KM: The FAA is not planning on providing additional relief past March 16, 2024.
DG: Fair enough, but just to dig even deeper into the rumor mill, I’m seeing some folks say it’ll never end up being enforced, period. What would you say to those people?
KM: I would say that’s not true. The FAA oversees the most complex and safest aerospace system in the world. Our mission is to keep that system safe and efficient, and our regulations provide a framework for meeting our mission. Remote ID rules are a necessary component in aviation’s evolution and for the continued safe integration of drones. When the FAA discovers instances of noncompliance, it will investigate them. This includes enforcing the Remote ID requirement.
DG: So the tl;dr is that Remote ID is now in effect, but that enforcement of the rule won’t kick in until March 16, 2024.
KM: The biggest thing to remember with the recent policy on Remote ID is that it provides additional time for those drone pilots who are unable to comply with the rule. There could be a variety of reasons a drone pilot might not be able to comply and the FAA recognizes that. For those drone pilots, the FAA has the option to not conduct an enforcement investigation.

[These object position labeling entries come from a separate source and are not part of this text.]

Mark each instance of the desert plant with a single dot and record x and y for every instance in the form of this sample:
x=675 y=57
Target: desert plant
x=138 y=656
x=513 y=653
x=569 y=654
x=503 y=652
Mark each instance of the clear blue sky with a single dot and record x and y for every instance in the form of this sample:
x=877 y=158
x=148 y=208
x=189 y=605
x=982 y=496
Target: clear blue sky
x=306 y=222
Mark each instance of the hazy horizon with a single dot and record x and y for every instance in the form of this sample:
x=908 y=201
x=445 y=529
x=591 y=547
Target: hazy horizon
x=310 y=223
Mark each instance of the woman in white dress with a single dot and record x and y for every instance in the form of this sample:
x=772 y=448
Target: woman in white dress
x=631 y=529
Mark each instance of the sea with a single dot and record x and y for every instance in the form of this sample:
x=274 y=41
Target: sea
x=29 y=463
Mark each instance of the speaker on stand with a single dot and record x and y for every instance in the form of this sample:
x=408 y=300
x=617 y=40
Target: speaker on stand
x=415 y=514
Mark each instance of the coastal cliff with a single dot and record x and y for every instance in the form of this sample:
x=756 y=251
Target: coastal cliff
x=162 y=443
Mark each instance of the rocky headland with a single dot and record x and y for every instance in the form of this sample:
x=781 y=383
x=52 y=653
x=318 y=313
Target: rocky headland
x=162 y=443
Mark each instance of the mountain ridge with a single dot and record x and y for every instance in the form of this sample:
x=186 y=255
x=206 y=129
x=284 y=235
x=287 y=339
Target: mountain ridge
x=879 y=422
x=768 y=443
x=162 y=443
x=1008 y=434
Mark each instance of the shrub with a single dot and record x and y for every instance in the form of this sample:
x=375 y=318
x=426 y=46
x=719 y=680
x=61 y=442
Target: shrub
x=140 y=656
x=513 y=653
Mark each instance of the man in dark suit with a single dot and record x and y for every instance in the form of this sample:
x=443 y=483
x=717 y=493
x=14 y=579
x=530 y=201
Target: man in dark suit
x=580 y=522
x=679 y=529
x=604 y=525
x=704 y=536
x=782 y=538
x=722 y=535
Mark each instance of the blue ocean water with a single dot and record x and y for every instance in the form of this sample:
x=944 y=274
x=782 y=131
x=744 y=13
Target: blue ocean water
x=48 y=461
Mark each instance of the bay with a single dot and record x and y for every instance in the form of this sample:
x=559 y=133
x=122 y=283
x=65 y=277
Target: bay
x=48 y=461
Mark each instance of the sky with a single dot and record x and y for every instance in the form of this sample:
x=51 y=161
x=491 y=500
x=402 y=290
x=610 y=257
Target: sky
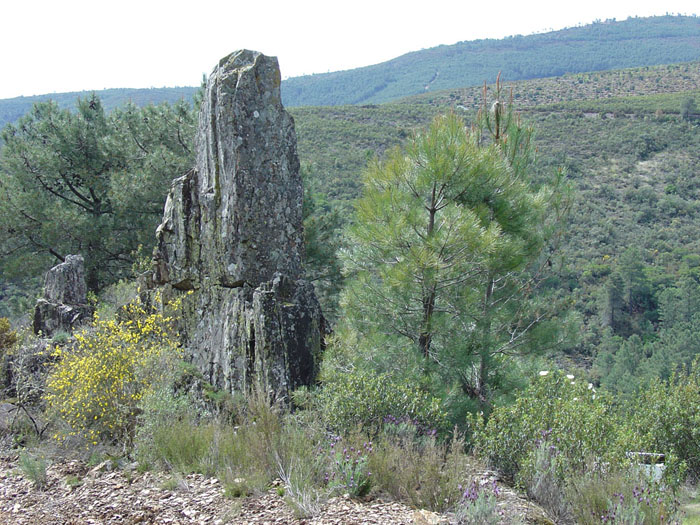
x=73 y=45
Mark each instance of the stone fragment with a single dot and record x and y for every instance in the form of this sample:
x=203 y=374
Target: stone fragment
x=64 y=304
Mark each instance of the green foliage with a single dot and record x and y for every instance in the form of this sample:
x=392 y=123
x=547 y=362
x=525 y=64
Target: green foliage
x=88 y=182
x=364 y=398
x=349 y=473
x=665 y=418
x=564 y=413
x=96 y=385
x=620 y=497
x=8 y=337
x=478 y=506
x=443 y=251
x=34 y=468
x=598 y=46
x=428 y=474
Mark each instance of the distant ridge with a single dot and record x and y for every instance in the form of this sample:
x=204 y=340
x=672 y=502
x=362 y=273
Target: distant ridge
x=594 y=47
x=599 y=46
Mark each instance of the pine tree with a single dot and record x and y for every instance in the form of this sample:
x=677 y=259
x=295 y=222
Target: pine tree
x=447 y=251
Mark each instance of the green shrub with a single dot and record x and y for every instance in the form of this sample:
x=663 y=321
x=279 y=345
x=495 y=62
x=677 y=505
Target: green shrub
x=620 y=497
x=365 y=399
x=568 y=414
x=34 y=468
x=479 y=506
x=349 y=472
x=665 y=418
x=426 y=474
x=96 y=385
x=8 y=337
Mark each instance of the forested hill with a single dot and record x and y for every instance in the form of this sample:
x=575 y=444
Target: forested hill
x=13 y=108
x=595 y=47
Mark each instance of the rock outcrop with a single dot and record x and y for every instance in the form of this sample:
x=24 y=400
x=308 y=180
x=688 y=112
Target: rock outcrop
x=64 y=304
x=232 y=235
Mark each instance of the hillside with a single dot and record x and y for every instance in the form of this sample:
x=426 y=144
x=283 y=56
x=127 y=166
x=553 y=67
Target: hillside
x=13 y=108
x=633 y=163
x=595 y=47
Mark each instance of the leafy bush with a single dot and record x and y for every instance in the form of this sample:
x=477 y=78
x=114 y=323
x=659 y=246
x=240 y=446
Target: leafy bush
x=427 y=474
x=348 y=467
x=620 y=497
x=8 y=337
x=479 y=506
x=665 y=418
x=34 y=468
x=96 y=385
x=578 y=422
x=364 y=398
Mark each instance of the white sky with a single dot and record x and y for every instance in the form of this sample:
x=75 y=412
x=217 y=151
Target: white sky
x=72 y=45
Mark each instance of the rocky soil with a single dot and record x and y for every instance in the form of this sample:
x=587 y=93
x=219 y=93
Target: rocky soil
x=76 y=494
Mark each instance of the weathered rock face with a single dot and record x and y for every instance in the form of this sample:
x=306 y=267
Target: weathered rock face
x=232 y=234
x=64 y=304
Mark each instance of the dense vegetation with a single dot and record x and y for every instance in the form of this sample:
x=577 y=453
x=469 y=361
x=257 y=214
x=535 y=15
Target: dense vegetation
x=459 y=252
x=596 y=47
x=599 y=46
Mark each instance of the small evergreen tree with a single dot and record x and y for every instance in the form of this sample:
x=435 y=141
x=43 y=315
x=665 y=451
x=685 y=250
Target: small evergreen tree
x=447 y=252
x=88 y=182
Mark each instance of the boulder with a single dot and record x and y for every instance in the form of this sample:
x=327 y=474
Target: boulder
x=64 y=304
x=232 y=237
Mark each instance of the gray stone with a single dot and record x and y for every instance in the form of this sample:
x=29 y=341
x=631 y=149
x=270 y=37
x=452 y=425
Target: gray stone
x=64 y=304
x=232 y=235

DG: Does this change anything for people who already bought a Remote ID module or who fly a drone that is equipped with built-in Remote ID capability?
KM: As I mentioned earlier, the FAA expects compliance with the rule. If you have a Remote ID broadcast module or a standard Remote ID equipped drone, the FAA expects you comply with the Remote ID rule. Drone pilots who do not want to comply with the rule or are avoiding complying with the rule, may not be eligible for the discretionary enforcement policy.